The Power of Architecture: Deep Dive into Transformer Architectures for Long-Term Time Series Forecasting
This is the official repository for the paper:
The Power of Architecture: Deep Dive into Transformer Architectures for Long-Term Time Series Forecasting
Lefei Shen, Mouxiang Chen, Han Fu, Xiaoxue Ren, Xiaoyun Joy Wang, Jianling Sun, Zhuo Li, Chenghao Liu
arXiv:2507.13043 [cs.LG], 2025
📄 Read on arXiv
In this work, we conduct a systematic study on Transformer architectures for Long-Term Time Series Forecasting (LTSF). By proposing a novel taxonomy that disentangles architectural components from task-specific designs, we analyze key factors such as attention mechanisms, forecasting paradigms, aggregation strategies, and normalization layers. Our findings reveal that:
- Bi-directional attention with joint-attention performs best.
- Complete forecasting aggregation across look-back and forecasting windows improves accuracy.

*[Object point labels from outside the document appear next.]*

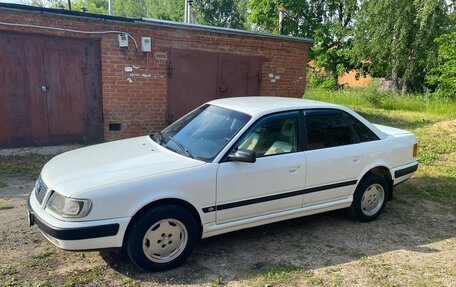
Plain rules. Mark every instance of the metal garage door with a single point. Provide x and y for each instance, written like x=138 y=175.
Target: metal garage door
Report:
x=50 y=90
x=195 y=77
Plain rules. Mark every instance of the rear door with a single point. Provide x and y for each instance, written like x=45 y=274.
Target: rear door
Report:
x=334 y=156
x=272 y=183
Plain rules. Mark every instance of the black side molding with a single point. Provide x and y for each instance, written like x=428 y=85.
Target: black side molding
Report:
x=72 y=233
x=277 y=196
x=405 y=171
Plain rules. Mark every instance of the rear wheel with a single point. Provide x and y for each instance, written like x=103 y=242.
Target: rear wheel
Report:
x=370 y=198
x=162 y=238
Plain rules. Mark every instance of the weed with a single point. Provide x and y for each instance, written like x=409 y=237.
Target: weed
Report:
x=44 y=254
x=217 y=281
x=7 y=270
x=3 y=206
x=83 y=277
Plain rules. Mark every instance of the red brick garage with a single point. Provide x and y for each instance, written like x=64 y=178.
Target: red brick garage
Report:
x=60 y=86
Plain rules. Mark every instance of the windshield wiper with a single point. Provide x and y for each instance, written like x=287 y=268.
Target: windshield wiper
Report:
x=181 y=146
x=156 y=137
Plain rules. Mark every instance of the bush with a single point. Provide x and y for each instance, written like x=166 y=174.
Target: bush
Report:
x=321 y=81
x=375 y=97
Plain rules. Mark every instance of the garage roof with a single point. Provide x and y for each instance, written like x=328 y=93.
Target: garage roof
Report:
x=154 y=22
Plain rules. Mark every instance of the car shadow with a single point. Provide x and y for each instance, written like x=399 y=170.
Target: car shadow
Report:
x=307 y=243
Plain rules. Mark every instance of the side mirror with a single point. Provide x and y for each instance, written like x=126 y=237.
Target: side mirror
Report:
x=242 y=155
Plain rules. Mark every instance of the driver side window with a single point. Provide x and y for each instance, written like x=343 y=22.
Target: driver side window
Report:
x=272 y=136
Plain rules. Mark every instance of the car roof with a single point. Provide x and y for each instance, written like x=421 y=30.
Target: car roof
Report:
x=257 y=106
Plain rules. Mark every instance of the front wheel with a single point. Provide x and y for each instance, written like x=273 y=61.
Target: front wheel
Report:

- Direct-mapping paradigm outperforms autoregressive modeling.
- BatchNorm performs better for time series with more anomalies, while LayerNorm excels for more stationary time series.
- Above conclusions hold for both fixed and variable forecasting lengths.
Our unified framework with optimal architectural choices achieves consistent improvements over existing methods.
To run experiments on all datasets, follow these steps:
cd TSF_architecture/
bash scripts/all_models/etth1.sh
bash scripts/all_models/etth2.sh
# ...... repeat for other datasetsMenwhile, all scipts for all 8 datasets are provided in the ./scripts/all_models/ directory.
Note: You should use the "bash" command instead of the "sh" command in the Linux environment, otherwise errors may occur!